Steven Spielberg has delivered some amazing classics that contributed a lot to the making of the new Hollywood era. But, he had to face several obstacles to hone his directorial skills. Having made his theatrical debut with the 1974 film, The Sugarland Express, he made a household name for himself by the next year with his thriller film, Jaws.
Alfred Hitchcock’s Key Technique Helped Steven Spielberg in Making Jaws
Alfred Hitchcock’s name has permanently been imprinted in the history of cinema due to his impeccable contribution thanks to his key technique of thrillers, thus donning the title, Master of Suspense.
He was the one who helped Steven Spielberg come up with an idea to create suspense rather than visually representing the gigantic mechanical shark. Even in the film, viewers were able to feel the presence of bone-chilling suspense surrounding the vast ocean even when the predator was not visible.
There were lots of issues with the production process especially involving the mechanical shark. As per Robson Green’s 2013 book, Extreme Fishing, using the shark would often cause technical problems and whatnot leading to drowning the budget even more. It led the director to chop off many scenes featuring the shark.
“I had no choice but to figure out how to tell the story without the shark.”
It was when he decided to follow the legendary filmmaker’s technique.
“It’s what we don’t see that is truly frightening.”
This technique eventually saved the film, which sunk deep into critics and moviegoers’s hearts. However, the legendary director was not very interested in meeting the latter who once humiliated him.
Alfred Hitchcock Refused to Meet Steven Spielberg
After the success of Jaws, Spielberg tried his best to meet his idol but Hitchcock was least interested in that idea.

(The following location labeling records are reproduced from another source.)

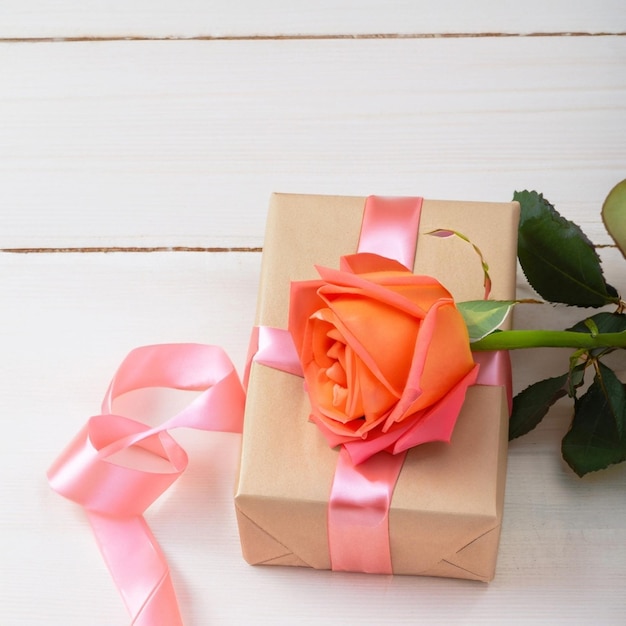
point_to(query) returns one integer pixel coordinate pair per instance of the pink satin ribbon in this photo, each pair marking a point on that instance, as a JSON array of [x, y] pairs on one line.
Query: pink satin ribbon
[[115, 492], [390, 228], [360, 497], [104, 468], [358, 512]]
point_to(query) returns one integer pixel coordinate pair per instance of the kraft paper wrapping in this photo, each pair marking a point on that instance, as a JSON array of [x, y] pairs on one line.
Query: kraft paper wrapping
[[446, 510]]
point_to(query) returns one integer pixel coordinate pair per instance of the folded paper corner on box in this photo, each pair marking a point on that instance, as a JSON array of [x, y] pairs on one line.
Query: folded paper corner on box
[[308, 230]]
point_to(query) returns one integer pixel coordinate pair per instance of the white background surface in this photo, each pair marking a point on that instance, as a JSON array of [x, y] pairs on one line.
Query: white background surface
[[139, 143]]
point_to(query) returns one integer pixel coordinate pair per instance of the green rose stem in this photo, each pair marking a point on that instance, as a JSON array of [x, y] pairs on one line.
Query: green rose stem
[[518, 339]]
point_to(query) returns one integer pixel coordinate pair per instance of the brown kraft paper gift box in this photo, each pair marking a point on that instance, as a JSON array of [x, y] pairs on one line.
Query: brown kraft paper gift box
[[446, 511]]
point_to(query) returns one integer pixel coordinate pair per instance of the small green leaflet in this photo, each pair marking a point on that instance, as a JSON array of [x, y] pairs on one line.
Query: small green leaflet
[[484, 316], [595, 439], [614, 215]]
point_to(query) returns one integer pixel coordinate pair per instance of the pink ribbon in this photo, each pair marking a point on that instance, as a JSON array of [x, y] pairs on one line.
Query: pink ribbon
[[104, 468], [360, 497], [390, 228]]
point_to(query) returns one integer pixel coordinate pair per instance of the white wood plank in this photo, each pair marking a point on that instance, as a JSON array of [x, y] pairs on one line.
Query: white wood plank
[[181, 143], [67, 320], [237, 18]]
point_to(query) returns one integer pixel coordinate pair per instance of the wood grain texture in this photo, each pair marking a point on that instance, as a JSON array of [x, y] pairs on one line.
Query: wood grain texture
[[127, 137], [245, 18], [69, 321], [181, 143]]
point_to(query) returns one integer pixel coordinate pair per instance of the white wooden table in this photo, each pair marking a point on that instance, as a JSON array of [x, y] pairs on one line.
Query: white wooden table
[[139, 143]]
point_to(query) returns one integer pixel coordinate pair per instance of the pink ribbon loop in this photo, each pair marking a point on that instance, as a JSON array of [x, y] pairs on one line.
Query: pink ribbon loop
[[116, 466]]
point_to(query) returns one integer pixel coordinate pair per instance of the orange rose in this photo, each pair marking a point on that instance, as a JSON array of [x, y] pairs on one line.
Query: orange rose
[[385, 355]]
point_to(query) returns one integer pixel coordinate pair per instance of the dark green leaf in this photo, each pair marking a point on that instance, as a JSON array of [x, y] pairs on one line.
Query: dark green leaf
[[558, 259], [604, 322], [531, 405], [614, 215], [595, 439]]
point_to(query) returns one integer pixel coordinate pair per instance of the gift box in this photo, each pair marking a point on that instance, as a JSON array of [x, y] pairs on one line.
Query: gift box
[[446, 511]]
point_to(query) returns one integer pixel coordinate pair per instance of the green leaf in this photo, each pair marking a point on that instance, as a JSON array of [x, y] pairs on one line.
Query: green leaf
[[595, 439], [484, 316], [531, 405], [601, 323], [558, 259], [614, 215]]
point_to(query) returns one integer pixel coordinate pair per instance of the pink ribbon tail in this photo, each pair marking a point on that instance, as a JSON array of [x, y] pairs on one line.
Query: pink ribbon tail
[[116, 467]]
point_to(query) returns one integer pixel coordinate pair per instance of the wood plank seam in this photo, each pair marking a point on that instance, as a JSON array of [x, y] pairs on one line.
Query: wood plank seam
[[88, 250], [112, 38]]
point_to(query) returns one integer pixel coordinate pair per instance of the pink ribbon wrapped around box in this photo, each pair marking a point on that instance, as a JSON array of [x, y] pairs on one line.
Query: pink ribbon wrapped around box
[[446, 506]]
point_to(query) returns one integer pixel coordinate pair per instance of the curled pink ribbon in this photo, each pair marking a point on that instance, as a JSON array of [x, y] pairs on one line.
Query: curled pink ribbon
[[103, 469]]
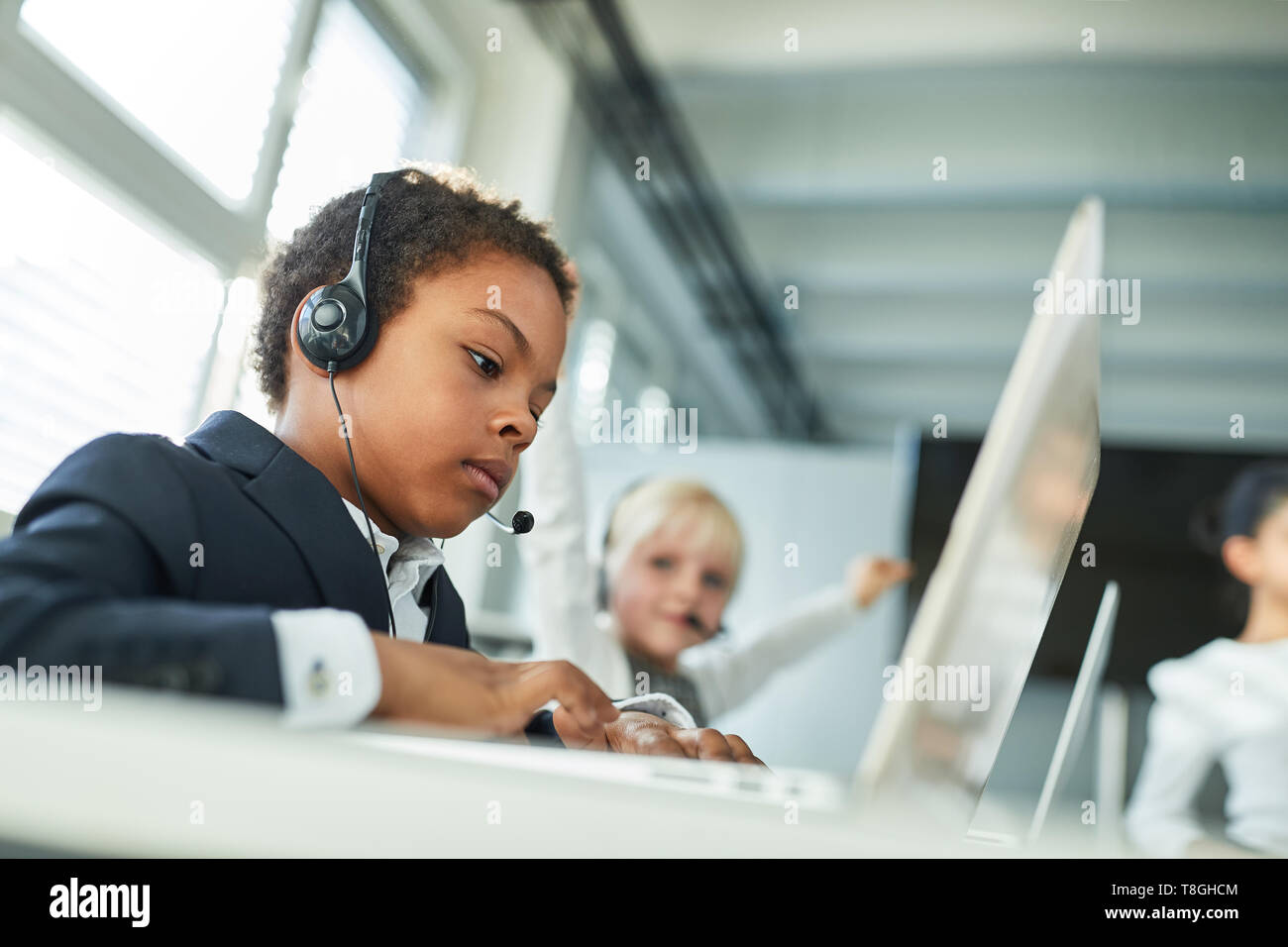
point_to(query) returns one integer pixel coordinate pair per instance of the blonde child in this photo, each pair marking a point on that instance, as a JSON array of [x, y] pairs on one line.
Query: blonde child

But this failure to get together was not from want of trying on Spielberg’s behalf. In the audiobook, Tales of Hollywood, narrator, Stephen Schochet shared an incident when the Master of Suspense was “upset by an uninvited young man hovering around the movie set” during the filming of his last film, Family Plot. He eventually asked a crew member to kick that young man which was none other than The Fabelmans director.
Later on, actor, Bruce Dern, who had worked with Hitchcock in two films once tried to persuade him to meet with the latter.
“I said, ‘You’re his idol. He just [wants] to sit at your feet for five minutes and chat with you’.”
However, he didn’t budge a bit and refused to meet him.
“He said, ‘Isn’t that the boy who made the fish movie?… I could never sit down and talk to him… because I look at him and feel like such a whore […] I can’t sit down and talk to the boy who did the fish movie… I couldn’t even touch his hand.”
Spielberg’s very movie that made him a household director in Hollywood became the reason for getting in the negative light in his idol’s mind.